Faire plus de séquençage des virus n’est pas une tâche facile. Il faut davantage d’équipements et de personnes capables de faire les analyses, car la machine – qui coûte plusieurs dizaines de millions de pesos – n’est pas une solution en soi, dit Vivian Luchsinger, virologue et chercheuse du Institut des sciences biomédicales (ICBM) de Faculté de médecine de l’Université du Chili.

Expliquez également que toutes ces variantes préoccupantes sont susceptibles de circuler à un moment donné dans le pays. “P.1 est plus transmissible et selon les dernières publications, la réponse immunitaire au vaccin pourrait ne pas être aussi efficace, c’est un problème”, dit-il. En ce qui concerne la Variante sud-africaine, le chercheur indique que les virus voyagent avec des personnes et dans cette logique le plus grand risque est avec la variante du Brésil et celle du Royaume-Uni.

Mais le danger peut être encore plus proche de l’intérieur du pays. “Le virus varie tellement que des changements peuvent survenir au Chili ou dans les pays voisins, partout dans le monde.
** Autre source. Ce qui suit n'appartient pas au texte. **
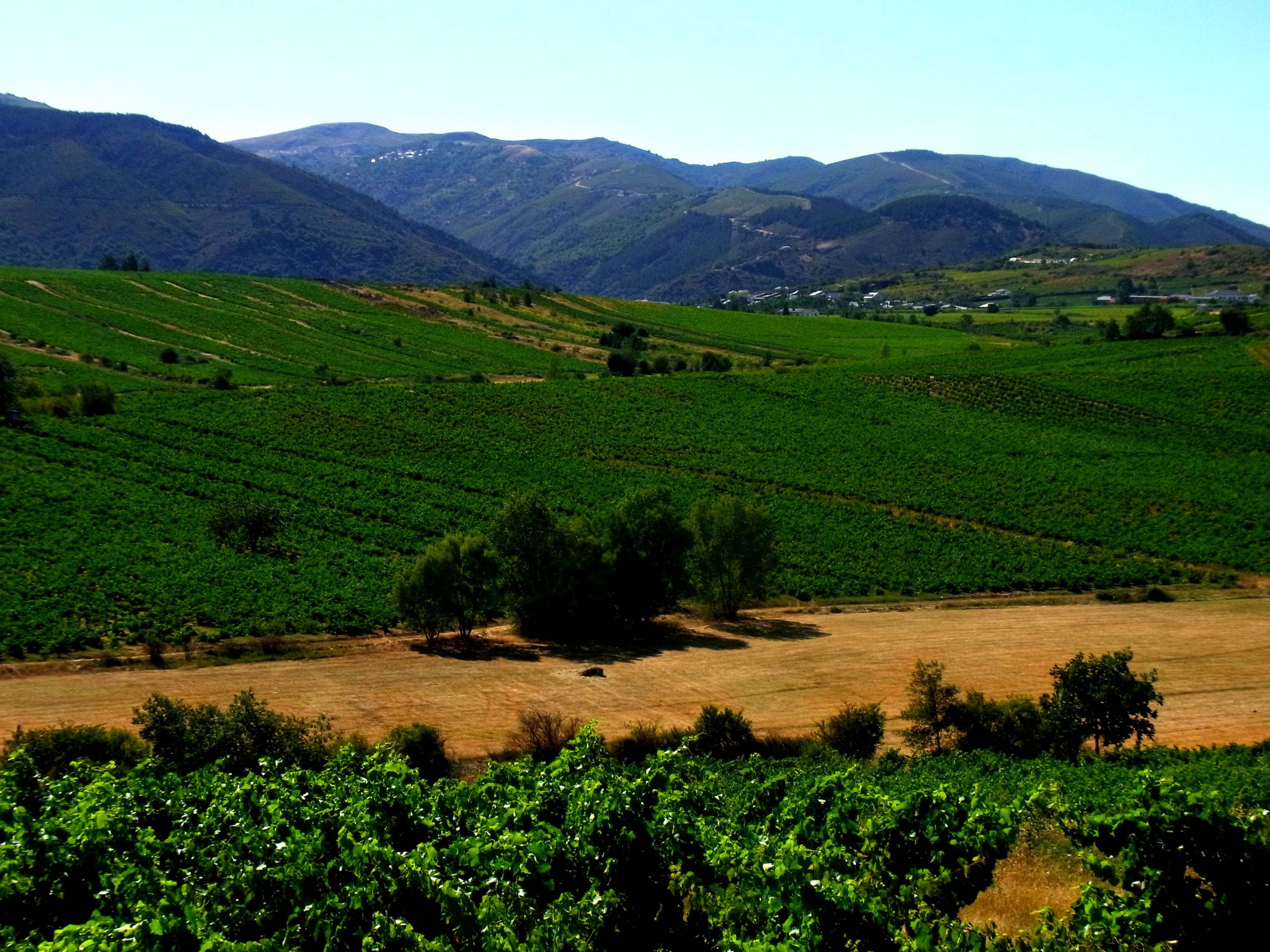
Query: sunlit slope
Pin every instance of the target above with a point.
(263, 330)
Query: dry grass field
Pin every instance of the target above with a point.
(786, 670)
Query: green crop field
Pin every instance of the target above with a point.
(676, 852)
(264, 330)
(1010, 468)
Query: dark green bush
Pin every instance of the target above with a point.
(187, 737)
(423, 748)
(855, 731)
(723, 735)
(54, 749)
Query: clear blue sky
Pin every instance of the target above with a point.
(1164, 94)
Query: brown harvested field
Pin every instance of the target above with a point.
(786, 672)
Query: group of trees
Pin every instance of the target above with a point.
(623, 568)
(1096, 699)
(128, 263)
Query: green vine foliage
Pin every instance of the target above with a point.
(679, 852)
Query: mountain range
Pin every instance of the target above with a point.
(75, 187)
(595, 216)
(606, 218)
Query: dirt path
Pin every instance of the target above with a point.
(785, 670)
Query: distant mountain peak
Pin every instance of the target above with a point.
(10, 99)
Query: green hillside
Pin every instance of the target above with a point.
(919, 466)
(262, 330)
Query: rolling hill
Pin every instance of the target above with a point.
(605, 218)
(78, 186)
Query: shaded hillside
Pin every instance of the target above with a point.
(78, 186)
(604, 218)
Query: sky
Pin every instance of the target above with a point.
(1162, 94)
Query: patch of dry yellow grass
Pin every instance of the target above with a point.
(785, 670)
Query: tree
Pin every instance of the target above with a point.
(733, 552)
(423, 748)
(620, 365)
(246, 525)
(97, 400)
(534, 561)
(855, 731)
(451, 586)
(931, 706)
(1123, 290)
(645, 546)
(1235, 321)
(8, 385)
(1101, 699)
(723, 735)
(1148, 321)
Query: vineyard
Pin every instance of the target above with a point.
(677, 852)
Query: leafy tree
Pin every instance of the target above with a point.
(1100, 699)
(1235, 321)
(97, 400)
(1148, 321)
(855, 731)
(246, 525)
(931, 708)
(733, 552)
(451, 586)
(423, 748)
(723, 735)
(186, 737)
(645, 545)
(622, 365)
(534, 561)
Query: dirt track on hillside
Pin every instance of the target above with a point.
(786, 672)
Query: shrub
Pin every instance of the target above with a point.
(543, 734)
(718, 363)
(644, 740)
(97, 400)
(931, 705)
(733, 552)
(644, 546)
(1235, 321)
(423, 748)
(187, 737)
(54, 749)
(451, 586)
(855, 731)
(1010, 726)
(246, 525)
(724, 735)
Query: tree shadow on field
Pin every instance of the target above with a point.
(771, 629)
(482, 649)
(644, 642)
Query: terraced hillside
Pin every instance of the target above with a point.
(1008, 468)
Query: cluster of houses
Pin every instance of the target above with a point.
(1218, 296)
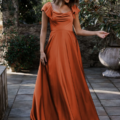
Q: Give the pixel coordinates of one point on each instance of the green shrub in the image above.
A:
(21, 51)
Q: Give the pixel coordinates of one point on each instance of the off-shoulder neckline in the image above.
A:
(59, 12)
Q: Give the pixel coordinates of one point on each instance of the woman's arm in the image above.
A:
(43, 37)
(79, 31)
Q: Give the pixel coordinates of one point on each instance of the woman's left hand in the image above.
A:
(101, 34)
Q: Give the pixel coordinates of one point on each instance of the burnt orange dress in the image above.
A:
(61, 91)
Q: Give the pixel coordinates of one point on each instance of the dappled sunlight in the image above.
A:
(106, 91)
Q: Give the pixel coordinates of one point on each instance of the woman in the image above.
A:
(61, 91)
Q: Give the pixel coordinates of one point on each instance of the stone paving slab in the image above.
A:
(105, 93)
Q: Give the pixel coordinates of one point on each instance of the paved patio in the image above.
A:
(104, 91)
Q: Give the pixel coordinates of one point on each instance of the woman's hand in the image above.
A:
(101, 34)
(43, 58)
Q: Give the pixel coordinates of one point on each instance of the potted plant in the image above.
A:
(105, 15)
(21, 52)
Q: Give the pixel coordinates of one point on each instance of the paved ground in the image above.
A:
(104, 91)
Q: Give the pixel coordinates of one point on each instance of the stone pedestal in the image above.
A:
(3, 90)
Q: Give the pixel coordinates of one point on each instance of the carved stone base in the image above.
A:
(111, 73)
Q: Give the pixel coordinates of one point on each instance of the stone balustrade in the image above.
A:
(3, 90)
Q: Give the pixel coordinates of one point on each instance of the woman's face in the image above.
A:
(66, 1)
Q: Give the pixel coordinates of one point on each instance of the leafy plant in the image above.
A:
(101, 13)
(21, 51)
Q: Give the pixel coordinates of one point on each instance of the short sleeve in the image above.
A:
(47, 9)
(75, 10)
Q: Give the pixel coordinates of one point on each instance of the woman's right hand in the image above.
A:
(43, 57)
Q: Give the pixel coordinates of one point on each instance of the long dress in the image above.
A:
(61, 91)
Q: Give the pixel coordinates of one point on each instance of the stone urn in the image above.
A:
(110, 58)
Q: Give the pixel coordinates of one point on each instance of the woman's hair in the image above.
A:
(70, 4)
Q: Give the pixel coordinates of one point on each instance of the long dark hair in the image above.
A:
(70, 4)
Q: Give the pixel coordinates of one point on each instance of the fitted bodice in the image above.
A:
(60, 21)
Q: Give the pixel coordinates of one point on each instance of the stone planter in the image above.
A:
(3, 91)
(110, 58)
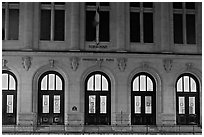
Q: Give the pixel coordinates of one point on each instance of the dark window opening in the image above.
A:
(148, 27)
(59, 25)
(178, 29)
(134, 26)
(190, 28)
(45, 28)
(177, 5)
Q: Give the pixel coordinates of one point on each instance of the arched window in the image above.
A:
(51, 98)
(97, 99)
(187, 99)
(9, 98)
(143, 100)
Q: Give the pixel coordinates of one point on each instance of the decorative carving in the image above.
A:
(4, 64)
(122, 64)
(74, 63)
(189, 66)
(52, 63)
(167, 64)
(26, 62)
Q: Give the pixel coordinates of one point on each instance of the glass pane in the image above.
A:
(181, 105)
(90, 26)
(97, 82)
(137, 104)
(177, 5)
(134, 4)
(13, 24)
(45, 26)
(56, 103)
(190, 28)
(178, 29)
(9, 104)
(136, 84)
(4, 81)
(104, 26)
(51, 81)
(92, 104)
(58, 83)
(148, 104)
(180, 85)
(191, 105)
(149, 84)
(44, 83)
(148, 27)
(190, 5)
(59, 25)
(193, 85)
(186, 83)
(90, 83)
(104, 83)
(12, 83)
(148, 4)
(103, 104)
(45, 103)
(3, 24)
(134, 26)
(142, 83)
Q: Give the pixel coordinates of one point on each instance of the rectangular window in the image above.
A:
(178, 29)
(52, 21)
(184, 22)
(141, 22)
(10, 20)
(97, 22)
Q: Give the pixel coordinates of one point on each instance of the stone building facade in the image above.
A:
(141, 73)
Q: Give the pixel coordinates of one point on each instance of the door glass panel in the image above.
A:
(186, 84)
(90, 83)
(51, 81)
(148, 104)
(181, 105)
(58, 83)
(97, 82)
(9, 104)
(56, 103)
(44, 83)
(92, 104)
(137, 104)
(103, 104)
(45, 103)
(136, 84)
(104, 84)
(149, 84)
(4, 81)
(12, 85)
(193, 85)
(142, 83)
(191, 105)
(179, 85)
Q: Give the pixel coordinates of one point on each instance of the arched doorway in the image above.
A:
(97, 99)
(51, 99)
(143, 99)
(187, 100)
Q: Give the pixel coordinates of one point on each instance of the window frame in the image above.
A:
(184, 11)
(141, 10)
(143, 118)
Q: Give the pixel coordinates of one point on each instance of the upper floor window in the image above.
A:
(10, 20)
(141, 22)
(184, 20)
(52, 21)
(97, 21)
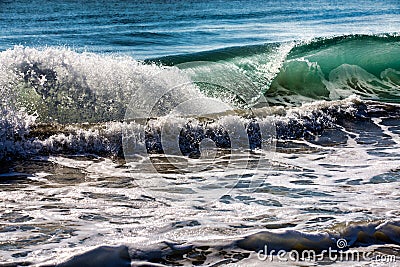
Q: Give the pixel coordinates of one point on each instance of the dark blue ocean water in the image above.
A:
(146, 29)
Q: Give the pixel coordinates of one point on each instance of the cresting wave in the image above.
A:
(319, 69)
(238, 249)
(59, 101)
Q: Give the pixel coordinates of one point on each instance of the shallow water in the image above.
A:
(199, 133)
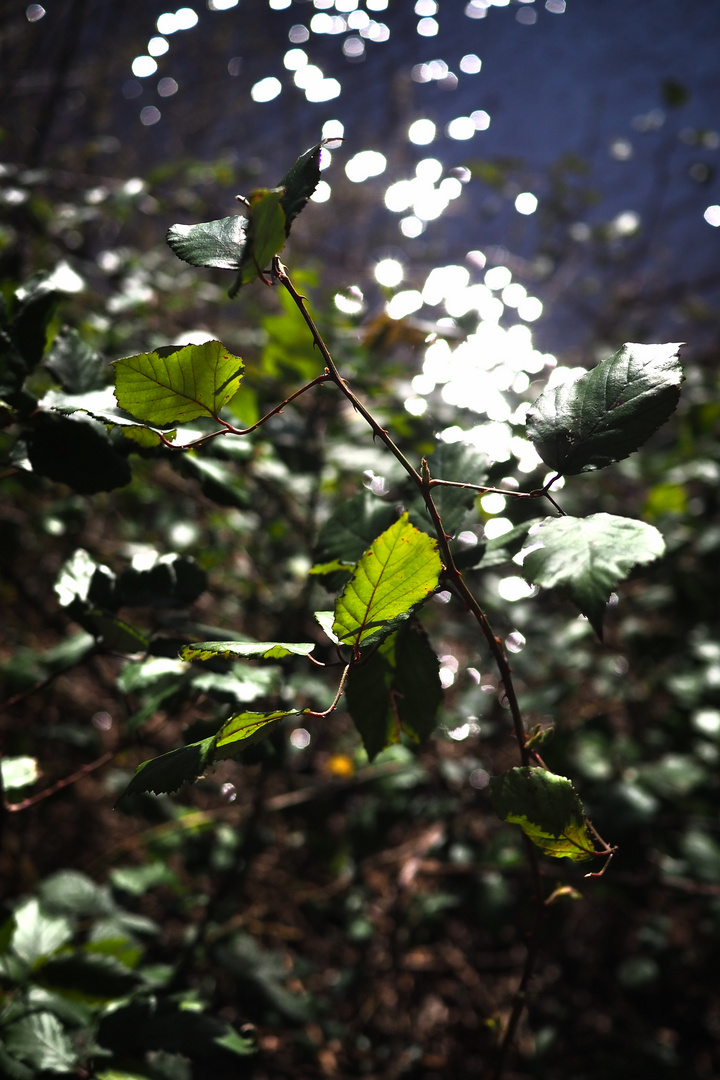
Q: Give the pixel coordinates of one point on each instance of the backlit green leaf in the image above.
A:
(246, 728)
(177, 385)
(608, 413)
(396, 690)
(266, 235)
(399, 570)
(252, 650)
(586, 557)
(546, 808)
(299, 184)
(218, 243)
(170, 771)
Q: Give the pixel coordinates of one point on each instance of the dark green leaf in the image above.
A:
(586, 557)
(608, 413)
(70, 892)
(299, 184)
(266, 235)
(396, 690)
(462, 464)
(38, 934)
(211, 243)
(174, 581)
(369, 702)
(162, 1025)
(178, 386)
(244, 729)
(350, 530)
(502, 549)
(91, 976)
(547, 810)
(76, 366)
(40, 1040)
(77, 454)
(170, 771)
(248, 650)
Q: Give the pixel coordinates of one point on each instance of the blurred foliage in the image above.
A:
(367, 918)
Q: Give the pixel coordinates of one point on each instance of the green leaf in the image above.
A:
(76, 366)
(76, 453)
(166, 773)
(37, 933)
(399, 570)
(211, 243)
(89, 976)
(299, 184)
(70, 892)
(40, 1040)
(266, 235)
(396, 690)
(547, 810)
(248, 650)
(608, 413)
(352, 527)
(177, 385)
(18, 772)
(502, 549)
(244, 729)
(586, 557)
(460, 463)
(172, 581)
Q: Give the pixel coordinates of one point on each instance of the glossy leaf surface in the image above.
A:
(609, 413)
(177, 385)
(398, 570)
(586, 557)
(546, 808)
(248, 650)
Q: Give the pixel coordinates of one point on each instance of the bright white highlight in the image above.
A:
(389, 272)
(514, 589)
(422, 132)
(365, 164)
(404, 304)
(526, 203)
(266, 89)
(461, 127)
(144, 66)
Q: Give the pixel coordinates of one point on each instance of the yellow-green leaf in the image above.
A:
(397, 571)
(546, 808)
(176, 385)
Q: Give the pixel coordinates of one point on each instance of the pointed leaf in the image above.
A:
(299, 184)
(177, 386)
(399, 569)
(244, 729)
(396, 690)
(266, 235)
(348, 532)
(586, 557)
(41, 1040)
(252, 650)
(37, 933)
(76, 366)
(609, 413)
(218, 243)
(547, 810)
(166, 773)
(460, 463)
(76, 453)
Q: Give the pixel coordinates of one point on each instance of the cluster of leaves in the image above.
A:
(379, 556)
(82, 994)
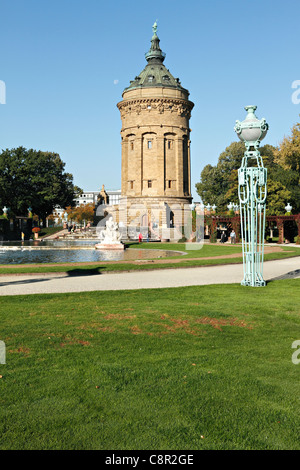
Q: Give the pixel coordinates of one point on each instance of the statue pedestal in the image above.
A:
(110, 246)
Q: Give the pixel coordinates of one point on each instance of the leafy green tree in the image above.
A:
(36, 179)
(219, 184)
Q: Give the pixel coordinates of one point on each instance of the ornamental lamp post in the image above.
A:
(252, 196)
(288, 208)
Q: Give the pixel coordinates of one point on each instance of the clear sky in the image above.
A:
(65, 64)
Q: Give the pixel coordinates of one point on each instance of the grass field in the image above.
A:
(189, 368)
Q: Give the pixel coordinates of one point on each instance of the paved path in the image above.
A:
(62, 282)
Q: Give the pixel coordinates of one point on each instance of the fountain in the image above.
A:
(110, 237)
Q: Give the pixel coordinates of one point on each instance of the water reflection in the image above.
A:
(69, 252)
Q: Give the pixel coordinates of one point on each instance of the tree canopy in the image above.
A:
(219, 184)
(36, 179)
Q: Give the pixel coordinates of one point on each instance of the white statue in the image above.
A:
(110, 237)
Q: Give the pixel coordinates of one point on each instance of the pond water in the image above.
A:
(70, 252)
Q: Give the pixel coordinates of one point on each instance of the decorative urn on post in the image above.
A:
(252, 195)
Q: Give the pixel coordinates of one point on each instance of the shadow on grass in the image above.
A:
(290, 275)
(84, 272)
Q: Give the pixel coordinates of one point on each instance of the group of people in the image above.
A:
(232, 237)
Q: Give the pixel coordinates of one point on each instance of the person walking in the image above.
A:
(232, 236)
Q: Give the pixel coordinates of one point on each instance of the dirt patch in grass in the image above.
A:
(219, 322)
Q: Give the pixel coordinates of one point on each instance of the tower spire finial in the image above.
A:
(154, 28)
(155, 53)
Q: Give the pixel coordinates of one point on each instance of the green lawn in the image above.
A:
(189, 368)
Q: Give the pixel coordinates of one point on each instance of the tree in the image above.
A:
(219, 184)
(36, 179)
(84, 212)
(288, 152)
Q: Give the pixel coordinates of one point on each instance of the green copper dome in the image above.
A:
(155, 74)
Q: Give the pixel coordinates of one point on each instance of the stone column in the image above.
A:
(138, 154)
(160, 146)
(124, 165)
(280, 226)
(179, 165)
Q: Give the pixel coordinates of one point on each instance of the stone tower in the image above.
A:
(155, 112)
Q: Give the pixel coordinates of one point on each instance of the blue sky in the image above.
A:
(66, 63)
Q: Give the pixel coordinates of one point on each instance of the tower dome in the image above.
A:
(155, 112)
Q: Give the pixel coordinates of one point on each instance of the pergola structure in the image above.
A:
(214, 221)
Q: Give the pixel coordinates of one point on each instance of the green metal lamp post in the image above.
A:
(252, 195)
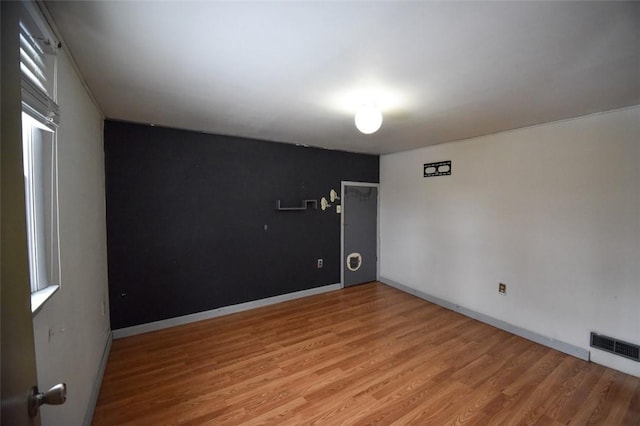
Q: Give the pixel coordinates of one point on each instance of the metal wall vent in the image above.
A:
(615, 346)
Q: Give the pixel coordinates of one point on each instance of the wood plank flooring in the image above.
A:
(368, 354)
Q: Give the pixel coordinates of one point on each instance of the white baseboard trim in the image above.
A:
(225, 310)
(95, 392)
(558, 345)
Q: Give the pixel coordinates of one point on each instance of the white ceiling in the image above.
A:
(297, 71)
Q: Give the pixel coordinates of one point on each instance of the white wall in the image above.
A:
(74, 316)
(553, 211)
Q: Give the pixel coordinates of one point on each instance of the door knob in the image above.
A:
(55, 396)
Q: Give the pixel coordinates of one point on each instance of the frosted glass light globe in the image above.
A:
(368, 119)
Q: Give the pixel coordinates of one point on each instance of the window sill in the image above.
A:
(39, 297)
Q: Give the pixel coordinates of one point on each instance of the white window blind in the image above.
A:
(38, 66)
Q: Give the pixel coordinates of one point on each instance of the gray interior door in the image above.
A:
(360, 210)
(18, 373)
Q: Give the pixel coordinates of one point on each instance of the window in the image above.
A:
(40, 119)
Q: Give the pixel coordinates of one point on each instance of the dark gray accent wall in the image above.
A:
(192, 223)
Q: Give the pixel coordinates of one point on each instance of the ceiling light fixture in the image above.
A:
(368, 119)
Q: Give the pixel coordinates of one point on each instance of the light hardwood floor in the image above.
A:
(368, 354)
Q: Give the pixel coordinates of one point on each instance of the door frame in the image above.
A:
(344, 184)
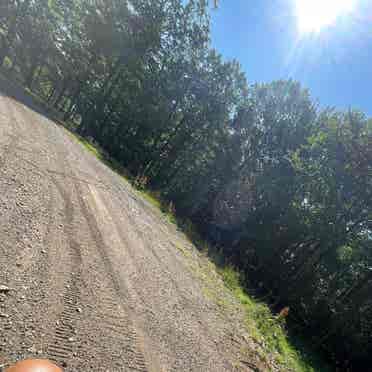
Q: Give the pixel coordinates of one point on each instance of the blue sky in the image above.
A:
(335, 64)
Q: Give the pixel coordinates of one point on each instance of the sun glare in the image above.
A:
(314, 15)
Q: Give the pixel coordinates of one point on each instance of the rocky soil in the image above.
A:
(91, 275)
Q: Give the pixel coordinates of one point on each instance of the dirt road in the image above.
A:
(94, 276)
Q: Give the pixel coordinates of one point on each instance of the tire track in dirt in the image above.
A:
(61, 348)
(114, 305)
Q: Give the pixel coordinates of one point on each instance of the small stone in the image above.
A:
(4, 289)
(32, 349)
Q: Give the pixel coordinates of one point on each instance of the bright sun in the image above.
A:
(314, 15)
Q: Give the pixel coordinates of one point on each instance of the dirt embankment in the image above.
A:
(92, 275)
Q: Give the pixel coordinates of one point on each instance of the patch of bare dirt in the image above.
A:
(97, 279)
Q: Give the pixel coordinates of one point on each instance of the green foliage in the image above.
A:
(284, 188)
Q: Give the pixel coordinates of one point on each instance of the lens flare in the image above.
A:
(314, 15)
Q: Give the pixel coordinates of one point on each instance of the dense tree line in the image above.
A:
(283, 187)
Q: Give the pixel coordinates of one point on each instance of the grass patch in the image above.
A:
(268, 330)
(290, 352)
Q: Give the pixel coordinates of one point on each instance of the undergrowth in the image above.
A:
(264, 327)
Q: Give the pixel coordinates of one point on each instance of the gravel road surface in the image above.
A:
(91, 275)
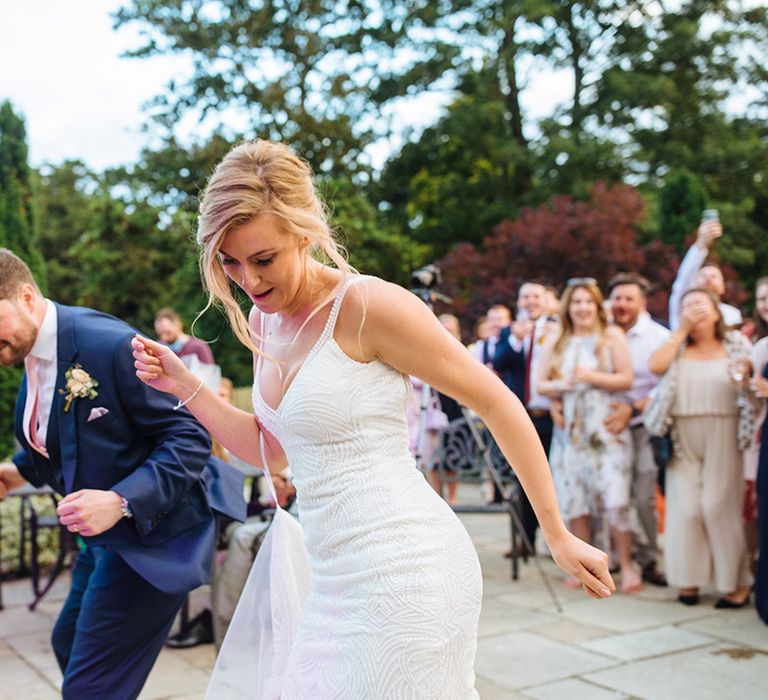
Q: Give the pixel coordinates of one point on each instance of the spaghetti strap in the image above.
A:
(330, 324)
(265, 466)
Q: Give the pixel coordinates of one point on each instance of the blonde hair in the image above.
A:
(566, 326)
(257, 178)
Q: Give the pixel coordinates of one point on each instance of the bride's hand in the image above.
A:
(586, 563)
(159, 367)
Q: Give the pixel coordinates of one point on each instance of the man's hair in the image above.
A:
(169, 314)
(533, 282)
(499, 307)
(13, 273)
(630, 278)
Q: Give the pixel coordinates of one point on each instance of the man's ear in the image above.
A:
(28, 296)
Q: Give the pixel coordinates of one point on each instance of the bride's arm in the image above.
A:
(159, 367)
(401, 331)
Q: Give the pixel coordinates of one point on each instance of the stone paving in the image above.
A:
(641, 646)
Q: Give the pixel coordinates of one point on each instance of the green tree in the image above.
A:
(17, 233)
(17, 213)
(458, 180)
(64, 200)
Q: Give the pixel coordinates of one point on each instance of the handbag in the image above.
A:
(657, 417)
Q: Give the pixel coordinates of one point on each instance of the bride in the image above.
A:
(394, 587)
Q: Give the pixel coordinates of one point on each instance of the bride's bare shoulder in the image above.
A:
(373, 306)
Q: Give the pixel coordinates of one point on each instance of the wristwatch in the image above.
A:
(125, 507)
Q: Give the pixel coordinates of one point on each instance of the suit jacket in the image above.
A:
(157, 458)
(510, 364)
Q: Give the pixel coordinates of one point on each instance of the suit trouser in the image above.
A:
(543, 425)
(644, 474)
(111, 628)
(229, 581)
(705, 497)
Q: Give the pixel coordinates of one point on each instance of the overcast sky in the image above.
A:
(60, 66)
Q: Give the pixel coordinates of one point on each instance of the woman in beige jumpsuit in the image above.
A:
(705, 482)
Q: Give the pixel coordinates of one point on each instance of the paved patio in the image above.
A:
(641, 646)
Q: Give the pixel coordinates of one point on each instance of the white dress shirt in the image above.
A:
(45, 352)
(644, 338)
(685, 280)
A chaque réplication du virus, des mutations peuvent survenir. Plus un pays ou une communauté est infecté, plus il est probable que de nouvelles variantes émergent », déclare Luchsinger.

Javier Tinoco, infectologue de Clinique Universidad de los Andes,, souligne qu’il est clair que tant que les frontières ouvertes se poursuivent et que les voyages à l’étranger et l’entrée dans le pays sont autorisés, il existe un risque accru de présenter des cas de variantes classées comme préoccupantes Organisation mondiale de la santé (OMS). Le plus important, dit-il, est que ceux qui entrent dans le pays suivent un protocole indépendant de la nationalité et sont mis en quarantaine à leur arrivée.

«Nous avons plus de relations avec le Brésil et le Royaume-Uni qu’avec l’Afrique du Sud, mais un seul cas suffit et cela suffit pour qu’il commence à circuler.. Par conséquent, l’alerte doit être permanente. Les trois variantes (britannique, amazonienne et sud-africaine) peuvent produire plus de cas, des cas plus graves et une surcharge hospitalière », indique Tinoco.